Ehara taku toa i te toa takitahi engari he toa takitini
I come not with my own strengths but bring with me the gifts, talents and strengths of my family, tribe and ancestors
What is a developmental (general) assessment?
Developmental assessments are provided for tamariki who are referred with concerns about their development in more than one area (e.g. gross motor skills, fine motor skills, self-care, learning, speech and language, social skills, feeding/eating). These multidisciplinary assessments may include a Social Worker, Physiotherapist, Occupational Therapist, Speech-language Therapist and a Clinical Psychologist. We will ask you about your concerns and observe your tamaiti in a range of play-based tasks to identify areas that may need follow up. We will speak with you about what they have seen and then make a plan for whether and how we will provide support for you and your tamaiti.
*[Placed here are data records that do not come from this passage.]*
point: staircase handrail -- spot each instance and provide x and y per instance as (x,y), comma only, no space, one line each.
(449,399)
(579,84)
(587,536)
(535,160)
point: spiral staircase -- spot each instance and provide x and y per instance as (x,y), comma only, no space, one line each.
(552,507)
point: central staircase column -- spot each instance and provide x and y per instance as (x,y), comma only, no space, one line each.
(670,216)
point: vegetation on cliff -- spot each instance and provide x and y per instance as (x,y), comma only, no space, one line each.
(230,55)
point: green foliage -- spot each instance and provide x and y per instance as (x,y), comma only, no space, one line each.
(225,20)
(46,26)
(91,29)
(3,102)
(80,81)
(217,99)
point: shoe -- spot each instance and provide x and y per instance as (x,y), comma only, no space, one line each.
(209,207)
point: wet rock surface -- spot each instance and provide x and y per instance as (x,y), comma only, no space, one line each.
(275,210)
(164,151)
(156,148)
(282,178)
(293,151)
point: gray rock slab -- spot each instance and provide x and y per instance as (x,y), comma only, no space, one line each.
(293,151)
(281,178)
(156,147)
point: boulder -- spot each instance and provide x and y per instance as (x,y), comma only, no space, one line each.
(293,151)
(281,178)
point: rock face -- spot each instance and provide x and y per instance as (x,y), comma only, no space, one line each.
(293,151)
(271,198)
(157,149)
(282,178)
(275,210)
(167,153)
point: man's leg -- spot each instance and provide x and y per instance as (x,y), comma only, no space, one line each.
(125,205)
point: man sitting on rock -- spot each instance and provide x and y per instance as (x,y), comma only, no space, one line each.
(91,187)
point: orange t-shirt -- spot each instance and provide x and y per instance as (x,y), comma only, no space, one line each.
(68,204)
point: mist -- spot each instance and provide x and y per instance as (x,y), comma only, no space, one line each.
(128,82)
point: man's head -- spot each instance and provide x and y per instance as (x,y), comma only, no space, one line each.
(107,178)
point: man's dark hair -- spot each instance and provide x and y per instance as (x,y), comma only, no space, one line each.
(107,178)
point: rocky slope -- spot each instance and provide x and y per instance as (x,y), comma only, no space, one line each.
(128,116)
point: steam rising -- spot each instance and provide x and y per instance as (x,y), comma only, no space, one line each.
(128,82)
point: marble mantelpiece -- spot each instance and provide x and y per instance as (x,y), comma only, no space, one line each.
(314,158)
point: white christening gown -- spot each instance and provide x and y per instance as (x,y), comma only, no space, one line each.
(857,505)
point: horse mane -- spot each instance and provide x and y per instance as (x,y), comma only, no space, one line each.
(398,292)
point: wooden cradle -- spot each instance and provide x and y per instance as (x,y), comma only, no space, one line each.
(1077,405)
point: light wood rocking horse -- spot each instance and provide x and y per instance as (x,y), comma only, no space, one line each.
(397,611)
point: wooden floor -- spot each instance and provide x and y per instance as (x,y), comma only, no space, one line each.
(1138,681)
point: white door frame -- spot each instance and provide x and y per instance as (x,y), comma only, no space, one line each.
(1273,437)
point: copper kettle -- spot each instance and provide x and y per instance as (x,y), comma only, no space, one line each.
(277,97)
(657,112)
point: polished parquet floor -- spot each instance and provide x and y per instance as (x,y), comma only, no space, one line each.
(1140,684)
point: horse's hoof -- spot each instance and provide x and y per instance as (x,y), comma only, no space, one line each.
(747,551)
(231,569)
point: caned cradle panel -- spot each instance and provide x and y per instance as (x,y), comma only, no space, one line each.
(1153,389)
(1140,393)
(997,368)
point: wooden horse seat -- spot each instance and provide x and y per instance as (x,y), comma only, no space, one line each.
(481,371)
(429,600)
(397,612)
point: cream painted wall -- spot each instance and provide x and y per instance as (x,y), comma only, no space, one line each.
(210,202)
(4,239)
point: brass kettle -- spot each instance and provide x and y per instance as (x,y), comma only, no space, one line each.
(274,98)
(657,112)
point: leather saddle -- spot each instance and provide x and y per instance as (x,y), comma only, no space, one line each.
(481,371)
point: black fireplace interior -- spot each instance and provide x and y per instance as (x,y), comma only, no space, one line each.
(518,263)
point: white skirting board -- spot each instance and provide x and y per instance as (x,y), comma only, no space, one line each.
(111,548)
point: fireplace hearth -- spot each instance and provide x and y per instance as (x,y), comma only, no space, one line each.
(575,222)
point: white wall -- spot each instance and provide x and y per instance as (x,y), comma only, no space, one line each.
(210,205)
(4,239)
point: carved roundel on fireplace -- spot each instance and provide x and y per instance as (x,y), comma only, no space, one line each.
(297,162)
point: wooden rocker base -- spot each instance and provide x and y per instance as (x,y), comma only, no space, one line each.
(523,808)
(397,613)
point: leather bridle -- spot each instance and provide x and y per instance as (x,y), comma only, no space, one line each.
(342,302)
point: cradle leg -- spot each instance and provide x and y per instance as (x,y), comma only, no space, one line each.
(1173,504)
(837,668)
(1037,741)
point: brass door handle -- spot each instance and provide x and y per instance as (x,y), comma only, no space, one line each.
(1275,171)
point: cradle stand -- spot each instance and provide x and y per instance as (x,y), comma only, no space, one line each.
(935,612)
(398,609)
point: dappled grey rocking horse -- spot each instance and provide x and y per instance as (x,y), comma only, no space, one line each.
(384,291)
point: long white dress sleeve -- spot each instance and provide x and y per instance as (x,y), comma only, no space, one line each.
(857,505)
These assessments occur on a Friday.
Intervention can be based at the Vera Hayward Centre, or in the community at Early Childhood Centres or in your home. We work with you in a whānau centred way to develop goals for your tamaiti and support their development. Intervention includes parents, caregivers and whānau. We also provide support and strategies to Early Childhood Centres to ensure that tamariki are given the best support possible. We also offer Telehealth.
What is Telehealth?
Telehealth involves services that are not typically in person within the same location. Telehealth is sometimes referred to as telepractice, telerehabilitation, or telespeech. Telehealth is when we use video calling, texting or a telephone call to carry out an appointment.
A telepractice appointment can take many different forms and will be based on your child’s needs and goals. For example, it may involve some or all of the following using electronic communications:
- Your therapist, you and your tamaiti completing assessments and therapy tasks together in real-time
- You and your therapist setting goals, planning how future sessions will work and discussing key strategies
- Analysis of videos, pictures or samples you have sent your therapist prior to the session
- Parent coaching and modelling sessions of key activities to achieve your tamaiti’s goals
- Phone consults relating to service and therapy delivery.
The benefits of having a video consultation can include:
- Reducing the waiting time to have an appointment with a therapist
- Avoiding your need to travel to Dunedin
- ensuring ongoing contact and discussion with your therapist to support you and your whānau
There could be technical problems which affect the video consultation and a video consultation may not be exactly the same, or as complete, as a face-to-face service. You and your therapist may decide to use it as a complementary way to carry out therapy alongside in-person appointments.
Your therapist must maintain confidentiality and privacy standards during sessions, and in creating, keeping and transmitting records.
While your therapist is obligated to meet standards to protect your privacy and security, telecommunication, including videoconference, may increase exposure online risks; as with all online activities, there is no guarantee of complete privacy and security protection. The risk is decreased by using a secure internet connection and only communicating using secure systems.
You can change your mind and stop using video consultations at any time, including during a session. This won’t impact on your right to ask for and receive health care.
If this is something you would like to know more about, please ask your therapist. We are here to support you with setting up and preparing for any telehealth appointments.
Transition to school
The Vera Hayward Centre team can provide support for whānau when tamariki are transitioning to school. This may include meeting to help plan the transition and making appropriate referrals for support to school. We work with Te Mahau Leaning Support (Ministry of Education) and CCS Disability Action to plan a smooth transition to school.